In most places, the COVID vaccine rollout is confused at best.

Last fall, the federal government issued guidelines that broke the vaccine rollout into phases in an attempt to balance the needs of people at high risk with those of essential workers, while also taking into consideration a limited supply of vaccines.

Fair enough.

Phase 1A included healthcare personnel and residents of long-term care facilities. Phase 1B included people classified as frontline essential workers, such as firefighters and police officers, as well as people aged 75 years and older.

Phase 1C included people aged 65–74 years, people aged 16–64 with underlying health conditions, and other essential workers, such as people who work in transportation and logistics, food service, information technology, communications, and public health.
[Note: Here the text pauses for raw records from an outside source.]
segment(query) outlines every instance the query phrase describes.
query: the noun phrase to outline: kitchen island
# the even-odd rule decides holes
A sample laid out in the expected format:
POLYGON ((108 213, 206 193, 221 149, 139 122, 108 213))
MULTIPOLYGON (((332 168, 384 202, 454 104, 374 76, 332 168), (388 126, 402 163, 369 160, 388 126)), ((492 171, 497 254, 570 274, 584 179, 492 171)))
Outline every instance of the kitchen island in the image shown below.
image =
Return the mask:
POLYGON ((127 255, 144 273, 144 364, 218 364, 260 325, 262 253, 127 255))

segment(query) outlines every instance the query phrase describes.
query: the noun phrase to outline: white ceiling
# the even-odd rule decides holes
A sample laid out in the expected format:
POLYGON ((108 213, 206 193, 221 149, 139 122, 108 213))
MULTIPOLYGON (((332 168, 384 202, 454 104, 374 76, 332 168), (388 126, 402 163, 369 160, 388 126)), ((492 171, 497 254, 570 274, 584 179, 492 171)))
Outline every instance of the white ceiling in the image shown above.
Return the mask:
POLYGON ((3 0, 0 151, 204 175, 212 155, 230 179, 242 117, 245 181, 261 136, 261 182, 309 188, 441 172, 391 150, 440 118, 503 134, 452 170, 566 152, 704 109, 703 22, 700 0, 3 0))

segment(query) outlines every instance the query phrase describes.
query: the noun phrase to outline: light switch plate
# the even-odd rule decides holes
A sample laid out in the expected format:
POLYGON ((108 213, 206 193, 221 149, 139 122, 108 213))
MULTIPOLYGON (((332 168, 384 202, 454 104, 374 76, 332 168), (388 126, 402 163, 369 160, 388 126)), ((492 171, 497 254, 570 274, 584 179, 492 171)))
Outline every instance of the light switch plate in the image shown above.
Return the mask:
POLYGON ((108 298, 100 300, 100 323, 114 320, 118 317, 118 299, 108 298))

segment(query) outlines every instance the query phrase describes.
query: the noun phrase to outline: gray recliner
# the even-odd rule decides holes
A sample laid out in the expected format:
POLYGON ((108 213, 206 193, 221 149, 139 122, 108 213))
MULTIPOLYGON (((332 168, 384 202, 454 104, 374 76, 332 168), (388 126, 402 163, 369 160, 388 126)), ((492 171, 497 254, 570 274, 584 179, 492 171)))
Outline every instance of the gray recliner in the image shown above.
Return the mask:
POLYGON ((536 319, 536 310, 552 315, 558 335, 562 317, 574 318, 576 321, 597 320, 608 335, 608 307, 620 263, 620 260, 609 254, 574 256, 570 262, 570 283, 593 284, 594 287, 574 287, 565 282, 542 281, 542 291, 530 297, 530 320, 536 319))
Veterinary healthcare workers were not specifically identified in any of those phases.

That left it up to individual states to figure out where to put them. The AVMA and many state veterinary associations have advocated that veterinary staff be classified as 1B.

Not all states agree. While many, like Colorado, designate them as 1B (albeit in the second half), and some, like Oregon, designate them as 1A (group 4), a few others still haven’t made up their minds. Vermont, for example, took their cue from the federal government and didn’t mention veterinary professionals at all.

And once a state does decide which category veterinary workers belong in, the vaccine is actually distributed on a county level, and every county does it a little differently.

Even if you know your category, it can still be difficult to impossible to schedule an appointment for a vaccine because the federal government doles out doses one week at a time, which means some states don’t know from week to week whether they’ll have enough doses to even schedule an initial vaccination—never mind the required booster shot four weeks later.

Even the most critically needed workers can’t get vaccinated if there’s no vaccine.

NEWStat checked in with AAHA members across the US to see where they were in the vaccination process. Some, in states like California—which defined veterinary staff as Phase 1A “healthcare workers”—have received their initial vaccination and a lucky few have even gotten the booster.

Leslie Boudreau, practice manager at AAHA-accredited Animal Hospital of Huntington Beach in Huntington Beach, California, said staff members started scheduling their vaccinations on January 8 after learning that veterinary staff in California were in tier 1A. Then they got the news on January 15 that veterinary staff had been bumped down to tier 1B. She said 10 of the hospital’s 50 staff members managed to get vaccinated before the downgrade. The rest will have to wait, and they have no idea when that will happen.

And reclassification also appears to depend on what county you’re in. Many in California are still 1A. “The vaccine has been a 💩 show in California,” Boudreau wrote in a Facebook message to NEWStat.

And New York . . . well, New York is a mess all its own.

Tim Atkinson, executive director of the New York State Veterinary Medical Society, told NEWStat that, while the status of veterinary workers has not changed (they’re still in 1b), the schedule for vaccinations has.

And more than once.

“Initially [Governor Cuomo] said they would do 1A first, then 1B,” Atkinson said. “The next day, he said they would start on 1B at the same time as 1A but only those in 1B who had public-facing contact as a part of their work,” Atkinson said. The kicker? “The State has directed that [because] veterinarians use curbside check-in; they don’t fit in the first phase of 1B.”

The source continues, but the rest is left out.